Pare che gli Spartani avessero promesso la libertà a ogni ilota del Peloponneso che si fosse arrischiato a raggiungere l’isola con «grano macinato, vino, cacio e ogni altro genere di alimenti che potesse giovare per l’assedio» (IV.26,5).

In compenso gli ateniesi dovevano sudare le sette camicie per rifornirsi d’acqua ed erano ostretti a mantenere parte delle navi – che nel frattempo erano diventate settanta – a terra, per mancanza di ormeggi a sufficienza per tutte. Né era facile mandare i rifornimenti alle truppe circumnavigando ogni volta il Peloponneso; se poi, approfittando di una giornata di brutto tempo, gli spartani fossero riusciti a darsela a gambe, beh, la figura meschina avrebbe indebolito la posizione ateniese dinanzi alla lega di Delo.

Andando le cose così per lunghe, gli ateniesi si adirarono con Cleone il quale in un’assemblea riversò la colpa su Nicia accusandolo di lasciarsi sfuggire i nemici con la sua fiacchezza e millantò che al suo posto avrebbe conquistato l’isola in venti giorni. A Nicia brillarono gli occhi: dato che Cleone non era noto per questa grande esperienza militare, fece il bel gesto di cedergli il comando dell’assedio.

Cleone, resosi conto della sola in arrivo fece il vago, Nicia gli impose di prendere il mare con tutte le truppe che desiderava mentre l’assemblea popolare lo prendeva a pernacchioni: di fatto, così pensavano i conservatori ateniesi, qualunque fosse stato l’esito, loro ci avrebbero guadagnato. Se Cleone avesse fatto una pessima figura, il demagogo avrebbe smesso di essere un problema politico; in caso di suoi improbabile successo, la posizione contrattuale di Atene con Sparta si sarebbe ulteriormente rafforzata.

Ma Cleone, ebbe il proverbiale colpo di fortuna: A Sfacteria, infatti, la situazione era cambiata. Un incendio provocato da un soldato affamato nel tentativo di cucinare, aveva ridotto in cenere gran parte dei boschi dell’isola. Gli assediati – più numerosi di quanto inizialmente ritenuto- non avevano più dove nascondersi e ripararsi.

Demostene di Afidia, il secondo di Nicia, e Cleone riunirono l’esercito, intimano agli Spartani di arrendersi e, ricevuto un netto rifiuto, sbarcarono sull’isola ottocento opliti, prendendosi un grosso rischio: da una parte i spartani erano meglio addestrati, dall’altro, il terreno accidentato dell’isola favoriva di certo i difensori.
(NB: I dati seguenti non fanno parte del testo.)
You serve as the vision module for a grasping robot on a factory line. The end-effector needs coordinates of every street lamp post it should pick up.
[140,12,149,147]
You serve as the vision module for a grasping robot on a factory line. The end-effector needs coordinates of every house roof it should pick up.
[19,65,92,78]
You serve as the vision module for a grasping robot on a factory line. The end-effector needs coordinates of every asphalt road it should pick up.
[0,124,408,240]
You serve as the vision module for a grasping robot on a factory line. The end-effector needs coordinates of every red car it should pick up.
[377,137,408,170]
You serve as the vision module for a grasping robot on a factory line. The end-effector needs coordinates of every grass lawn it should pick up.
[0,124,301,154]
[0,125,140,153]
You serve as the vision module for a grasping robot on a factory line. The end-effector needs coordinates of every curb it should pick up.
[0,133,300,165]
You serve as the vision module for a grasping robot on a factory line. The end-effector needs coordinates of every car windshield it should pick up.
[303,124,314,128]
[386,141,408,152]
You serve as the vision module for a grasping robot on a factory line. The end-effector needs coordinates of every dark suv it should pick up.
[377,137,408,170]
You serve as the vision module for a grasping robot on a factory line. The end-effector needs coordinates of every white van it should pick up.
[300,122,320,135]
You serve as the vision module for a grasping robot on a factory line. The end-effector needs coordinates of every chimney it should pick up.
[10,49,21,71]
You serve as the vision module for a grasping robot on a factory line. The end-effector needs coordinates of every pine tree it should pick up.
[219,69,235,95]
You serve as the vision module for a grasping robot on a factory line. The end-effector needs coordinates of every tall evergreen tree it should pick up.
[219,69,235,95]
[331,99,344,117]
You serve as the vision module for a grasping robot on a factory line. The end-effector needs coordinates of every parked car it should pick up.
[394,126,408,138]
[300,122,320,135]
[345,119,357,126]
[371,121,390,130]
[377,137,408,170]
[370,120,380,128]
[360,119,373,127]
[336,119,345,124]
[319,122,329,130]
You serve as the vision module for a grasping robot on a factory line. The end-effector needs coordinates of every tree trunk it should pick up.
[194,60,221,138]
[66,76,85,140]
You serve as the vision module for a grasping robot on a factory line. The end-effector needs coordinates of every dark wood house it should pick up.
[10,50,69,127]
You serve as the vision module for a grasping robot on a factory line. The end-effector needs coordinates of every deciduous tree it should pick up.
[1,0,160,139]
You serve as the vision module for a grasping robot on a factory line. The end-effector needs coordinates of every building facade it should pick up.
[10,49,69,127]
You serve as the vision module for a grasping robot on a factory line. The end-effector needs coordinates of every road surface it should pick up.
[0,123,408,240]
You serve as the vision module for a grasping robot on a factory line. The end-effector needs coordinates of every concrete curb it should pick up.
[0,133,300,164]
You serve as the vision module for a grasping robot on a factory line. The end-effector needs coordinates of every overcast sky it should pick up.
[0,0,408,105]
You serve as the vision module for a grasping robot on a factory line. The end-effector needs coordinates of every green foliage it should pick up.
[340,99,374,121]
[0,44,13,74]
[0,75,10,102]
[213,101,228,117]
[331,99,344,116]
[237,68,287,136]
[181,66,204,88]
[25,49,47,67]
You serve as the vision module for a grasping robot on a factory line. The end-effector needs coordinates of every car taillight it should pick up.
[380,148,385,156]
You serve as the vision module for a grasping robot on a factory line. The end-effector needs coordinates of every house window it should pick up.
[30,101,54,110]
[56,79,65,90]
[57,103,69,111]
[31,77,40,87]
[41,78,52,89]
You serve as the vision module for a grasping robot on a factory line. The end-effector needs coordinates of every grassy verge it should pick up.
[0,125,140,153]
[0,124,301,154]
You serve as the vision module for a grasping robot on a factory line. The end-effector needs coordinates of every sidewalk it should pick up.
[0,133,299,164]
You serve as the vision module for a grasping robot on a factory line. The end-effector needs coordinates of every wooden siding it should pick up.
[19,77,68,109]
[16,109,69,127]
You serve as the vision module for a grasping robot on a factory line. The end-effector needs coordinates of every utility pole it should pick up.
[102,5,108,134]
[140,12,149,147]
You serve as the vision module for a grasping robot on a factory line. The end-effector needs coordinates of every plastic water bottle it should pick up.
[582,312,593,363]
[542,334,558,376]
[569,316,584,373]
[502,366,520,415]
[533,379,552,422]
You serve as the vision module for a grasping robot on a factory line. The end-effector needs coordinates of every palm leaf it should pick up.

Ma all’alba, la guarnigione posta a difesa dell’estremità meridionale dell’isola era ancora tra le braccia di Morfeo; in più erano appena trenta opliti. Per gli ateniesi fu facile averne ragione.

Conquistata la testa di ponte, fu facile sbarcare il resto del contingente, costituito da arcieri, frombolieri e truppe armare alla leggera. Ora, gli spartani si aspettavano il tradizionale scontro tra falangi, in cui avrebbero ridotto a mal partito gli avversari: ma il gatto e la volpe ateniesi li sorpresero, utilizzando una tattica inaspettata. Disposero arcieri, lanciatori di giavellotti sulle alture dell’isola e invece di impegnare i loro opliti in un corpo a corpo, si misero a fare il tiro a segno sugli avversari, che più di insultare loro e loro madri, poco potevano fare.

Per citare Tucidide

Sicché adesso gli Spartani si vedevano in una dura situazione. Gli elmi non li proteggevano dalle frecce, e sotto i colpi di molti mozziconi di giavellotti erano rimasti infissi negli scudi, sicché non sapevano dove volgere il capo; quanto a vedere, era tolta la vista; nel crescente frastuono delle grida nemiche non arrivavano a sentire i comandi dei loro capi; erano minacciati da ogni parte, e non sapevano come dovessero difendersi per salvarsi

Per cui, viste le brutte, gli spartani si decisero per una ritirata strategica, nelle fortificazioni all’altro lato dell’isola: la situazione era diventata di nuovo complicata per gli ateniesi, visto che i nemici potevano essere stanati solo con un sanguinoso attacco frontale. A togliere le castagne dal fuoco a Cleone e Demostene, furono gli alleati della Messenia, che agili come scimmie, si arrampicarono lungo scogliera, ponendosi alle spalle degli spartani, che stanchi e affamati, non avevano nessuna intenzione di fare la fine di Leonida alle Termopili e si arresero a discrezione.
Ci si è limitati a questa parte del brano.